Ne nous arrêtons pas en si bon chemin. Qui, dans la hiérarchie des motards criminels, qu’on dit parfois parfois et bizarrement criminalisés, grimpe les échelons gagne ses patchs. Le mot est dangereux.

À votre service.

 

Référence

Lambert, Kevin, Tu aimeras ce que tu as tué. Roman, Montréal, Héliotrope, «série P», 2021, 209 p. Édition originale : 2017.

La langue de la shoppe

Résultat de recherche pour le mot «washeur» sur le site de Rona

Depuis quelques semaines, l’entreprise Rona diffuse une publicité bricololinguistique :

Au Québec on parle la réno
Mais quand on magasine en ligne
C’est comme parler à un mur
Rona présente
La langue de la réno
Rona a donné un cours de langue à son site
Pis maintenant on se comprend
Et si y’en manque on va les ajouter

On y entend des clients formuler des recherches à haute voix, recherches qui ne mènent à rien d’utile dans les moteurs de recherche.
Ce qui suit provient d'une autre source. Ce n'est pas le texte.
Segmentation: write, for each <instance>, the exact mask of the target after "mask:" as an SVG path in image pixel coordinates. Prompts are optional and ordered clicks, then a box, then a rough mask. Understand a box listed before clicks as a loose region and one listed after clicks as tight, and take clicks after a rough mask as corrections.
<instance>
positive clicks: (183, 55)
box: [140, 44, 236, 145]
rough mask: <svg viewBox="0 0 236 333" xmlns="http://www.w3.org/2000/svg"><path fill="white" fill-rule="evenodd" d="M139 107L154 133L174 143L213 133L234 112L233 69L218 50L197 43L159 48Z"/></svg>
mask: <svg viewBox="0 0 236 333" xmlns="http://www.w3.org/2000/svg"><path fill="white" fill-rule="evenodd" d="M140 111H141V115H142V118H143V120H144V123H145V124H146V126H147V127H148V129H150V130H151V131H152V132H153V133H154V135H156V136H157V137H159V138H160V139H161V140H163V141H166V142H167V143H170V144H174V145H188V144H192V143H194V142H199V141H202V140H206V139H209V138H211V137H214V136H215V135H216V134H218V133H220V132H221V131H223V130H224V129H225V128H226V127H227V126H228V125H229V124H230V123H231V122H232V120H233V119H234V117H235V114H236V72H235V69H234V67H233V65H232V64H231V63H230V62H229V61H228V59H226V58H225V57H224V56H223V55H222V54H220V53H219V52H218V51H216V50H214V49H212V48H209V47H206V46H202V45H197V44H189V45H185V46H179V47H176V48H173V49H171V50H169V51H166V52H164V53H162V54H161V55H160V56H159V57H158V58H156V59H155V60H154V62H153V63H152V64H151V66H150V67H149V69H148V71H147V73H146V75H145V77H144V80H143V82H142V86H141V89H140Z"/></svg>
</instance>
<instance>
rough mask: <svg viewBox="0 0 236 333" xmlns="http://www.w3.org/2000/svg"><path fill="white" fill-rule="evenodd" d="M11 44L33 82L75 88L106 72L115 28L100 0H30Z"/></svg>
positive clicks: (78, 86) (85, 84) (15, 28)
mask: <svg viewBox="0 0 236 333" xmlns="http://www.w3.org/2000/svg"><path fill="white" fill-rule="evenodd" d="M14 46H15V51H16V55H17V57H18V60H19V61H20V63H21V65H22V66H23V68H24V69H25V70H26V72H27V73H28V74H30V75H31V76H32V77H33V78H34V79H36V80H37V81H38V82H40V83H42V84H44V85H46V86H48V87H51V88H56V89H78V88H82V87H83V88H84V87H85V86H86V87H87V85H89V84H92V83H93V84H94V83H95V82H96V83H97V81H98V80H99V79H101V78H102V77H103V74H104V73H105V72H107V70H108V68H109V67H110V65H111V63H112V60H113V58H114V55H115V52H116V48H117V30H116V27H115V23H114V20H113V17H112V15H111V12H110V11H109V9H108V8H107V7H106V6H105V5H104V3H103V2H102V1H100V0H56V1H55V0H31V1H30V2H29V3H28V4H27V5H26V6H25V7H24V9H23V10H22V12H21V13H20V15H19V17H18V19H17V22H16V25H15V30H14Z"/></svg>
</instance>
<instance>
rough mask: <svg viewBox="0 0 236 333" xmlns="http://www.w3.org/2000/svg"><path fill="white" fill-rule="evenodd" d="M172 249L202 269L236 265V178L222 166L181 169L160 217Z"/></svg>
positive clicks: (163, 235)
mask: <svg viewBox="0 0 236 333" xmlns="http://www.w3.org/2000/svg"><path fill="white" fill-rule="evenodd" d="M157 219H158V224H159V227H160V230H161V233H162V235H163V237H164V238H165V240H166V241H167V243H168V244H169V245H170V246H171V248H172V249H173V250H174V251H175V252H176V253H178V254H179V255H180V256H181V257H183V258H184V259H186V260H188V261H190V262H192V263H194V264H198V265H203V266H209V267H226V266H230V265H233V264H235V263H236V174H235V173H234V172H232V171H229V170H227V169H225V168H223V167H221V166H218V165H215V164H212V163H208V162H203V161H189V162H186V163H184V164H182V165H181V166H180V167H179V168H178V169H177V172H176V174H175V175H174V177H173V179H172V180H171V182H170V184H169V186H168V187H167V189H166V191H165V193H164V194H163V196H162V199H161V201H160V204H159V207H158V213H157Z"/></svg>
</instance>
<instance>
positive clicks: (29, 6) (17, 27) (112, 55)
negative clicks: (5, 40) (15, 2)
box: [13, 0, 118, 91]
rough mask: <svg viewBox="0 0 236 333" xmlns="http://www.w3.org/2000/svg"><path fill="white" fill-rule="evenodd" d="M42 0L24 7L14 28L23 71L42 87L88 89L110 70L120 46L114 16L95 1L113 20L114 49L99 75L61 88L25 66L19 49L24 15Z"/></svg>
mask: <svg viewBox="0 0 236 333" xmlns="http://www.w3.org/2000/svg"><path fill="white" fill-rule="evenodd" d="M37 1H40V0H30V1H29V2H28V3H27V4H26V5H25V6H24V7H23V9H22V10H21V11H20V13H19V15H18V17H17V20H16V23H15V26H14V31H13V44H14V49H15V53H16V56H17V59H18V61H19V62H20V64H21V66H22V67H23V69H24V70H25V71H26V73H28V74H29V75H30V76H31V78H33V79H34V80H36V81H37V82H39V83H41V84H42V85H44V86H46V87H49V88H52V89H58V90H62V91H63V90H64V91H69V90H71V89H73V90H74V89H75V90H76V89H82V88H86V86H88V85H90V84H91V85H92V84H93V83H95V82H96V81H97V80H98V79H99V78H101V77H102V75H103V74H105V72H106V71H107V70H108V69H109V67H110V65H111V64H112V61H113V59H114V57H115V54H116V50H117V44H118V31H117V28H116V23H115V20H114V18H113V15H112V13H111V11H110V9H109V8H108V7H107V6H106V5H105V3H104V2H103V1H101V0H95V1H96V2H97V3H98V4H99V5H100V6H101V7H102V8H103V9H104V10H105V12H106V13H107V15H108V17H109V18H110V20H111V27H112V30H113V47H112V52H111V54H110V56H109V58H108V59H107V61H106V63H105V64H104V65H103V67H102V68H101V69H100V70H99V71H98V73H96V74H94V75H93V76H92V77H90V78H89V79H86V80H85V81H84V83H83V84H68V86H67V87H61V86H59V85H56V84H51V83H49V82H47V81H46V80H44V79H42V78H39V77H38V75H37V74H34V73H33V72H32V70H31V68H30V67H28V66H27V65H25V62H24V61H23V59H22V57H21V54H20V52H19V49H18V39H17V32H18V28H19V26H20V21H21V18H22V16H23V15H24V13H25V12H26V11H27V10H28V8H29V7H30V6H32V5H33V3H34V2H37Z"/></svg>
En effet, les mots washeur, gun à cauking ou long nose (les pinces, bien sûr) ne sont guère utiles pour qui travaille en français (oui, ces personnes travaillent en français, même si elles utilisent des anglicismes).

Rona a donc programmé son site Web pour aider ses utilisateurs qui ne connaissent pas le nom d’un produit en français. On voit même défiler du code HTML à l’écran !

Et ça marche : washeur mène à plusieurs types de rondelle, gun à cauking à pistolet à calfeutrer et long nose à pince à bec long. On tient même compte de la prononciation québécoise et de l’orthographe qu’on lui associe (washer => washeur).

On pourra reprocher à Rona de favoriser l’anglicisation du Québec ou, au contraire, de permettre à ses utilisateurs de trouver des mots français qu’ils ignorent.

Il s’agit d’un cas classique de bucket à moitié vide ou à moitié plein.

P.-S.—Vous avez raison : ce n’est pas la première fois que l’Oreille tendue parle de rénovation.